As much as I love my job, I am really missing my babies.
Maybe my vacation was too long. I became too content in my home-all-day routine. Now that I’m back to being a working mom again, I miss those days.
I miss the quiet mornings the most. While on vacation, I’d begin the day by waking up before the rest of the family, reading my Bible and enjoying a cup of coffee in the quiet. Then when Emily woke up (our early riser), I’d cuddle with her on the couch until the rest of the family was awake and ready for breakfast.
Now that I’m back at work I still get up before the family (earlier than when on vacation), rush through my Bible reading and try and get my hair and makeup ready before Emily wakes up so I can be out the door by 7:15 with minimal toddler clinging and crying.

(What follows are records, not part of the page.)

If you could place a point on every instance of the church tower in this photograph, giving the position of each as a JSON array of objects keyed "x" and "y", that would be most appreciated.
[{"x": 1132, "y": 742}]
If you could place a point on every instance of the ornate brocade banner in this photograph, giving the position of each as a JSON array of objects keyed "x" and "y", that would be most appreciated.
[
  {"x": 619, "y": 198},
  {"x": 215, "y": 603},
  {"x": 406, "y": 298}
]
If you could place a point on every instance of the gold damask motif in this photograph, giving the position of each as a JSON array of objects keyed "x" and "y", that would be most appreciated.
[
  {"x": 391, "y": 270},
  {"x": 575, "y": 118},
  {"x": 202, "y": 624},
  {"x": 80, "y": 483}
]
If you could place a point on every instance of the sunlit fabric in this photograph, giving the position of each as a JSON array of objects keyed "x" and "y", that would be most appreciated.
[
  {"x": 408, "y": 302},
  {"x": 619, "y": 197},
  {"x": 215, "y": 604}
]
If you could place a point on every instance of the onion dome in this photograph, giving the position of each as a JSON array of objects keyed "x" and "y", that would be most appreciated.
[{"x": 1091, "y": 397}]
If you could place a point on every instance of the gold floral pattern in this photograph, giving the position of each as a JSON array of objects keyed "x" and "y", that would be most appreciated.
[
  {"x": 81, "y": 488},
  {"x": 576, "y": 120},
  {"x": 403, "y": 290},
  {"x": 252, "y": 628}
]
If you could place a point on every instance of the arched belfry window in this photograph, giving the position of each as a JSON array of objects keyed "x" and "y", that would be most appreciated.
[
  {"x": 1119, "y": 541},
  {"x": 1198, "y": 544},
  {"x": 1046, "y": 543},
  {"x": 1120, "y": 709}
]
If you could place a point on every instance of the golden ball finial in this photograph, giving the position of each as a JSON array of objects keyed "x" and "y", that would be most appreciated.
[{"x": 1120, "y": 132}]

The mornings just aren’t the same.
Then at work I daydream about my kids all day. I wonder what the girls are playing with. I imagine their little munchkin voices saying “thank you!”, their new favorite thing to say.
I come home to a messy house, a sink full of dishes, laundry on the couch that someone washed days ago and still hasn’t folded, and babies that want to be held by their Mama. But when Mama comes home, it’s time to hit the kitchen and start dinner. From day job to home job.
I’m sorry for grumbling. Sometimes you just gotta vent about being a working mom, and this is my space to do that.
Although there are a few reasons I can get down on myself for having to go to work, there are many, many more reasons for why my working brings me joy.
I love, love, love being a teacher. I couldn’t see myself finding joy in any other profession.
Through my job, I can provide quality health insurance for my family.
I work at a school that really values its staff and students.
I am incredibly blessed to and live work in the same city.
I go to work every day and do what I love (I know I said that already but I really do love teaching!).
My “bosses” are six-year-olds who can’t tie their own shoes and think I’m way more amazing than I really am.
I have summers and holidays off. Believe me, I know how priceless that is. I worked years at a beachfront restaurant, where weekends, summers, and holidays were mandatory.
I may wake up and start work early, but I have the potential to leave work at 3:00. Although no teacher can realistically get her job done well in just 6.5 hours, if for some reason I need to see my kids right after school, I can.
I spend my work day surrounded by children. The most innocent and trusting of humans are in my care, and I love that.
When grumbling starts to take over my thoughts, I have to turn to what grounds me: The word of the Lord and the blessings he has showered me with.
Do you get bummed out about being away from your kids while you’re working? What do you do to keep your spirits up?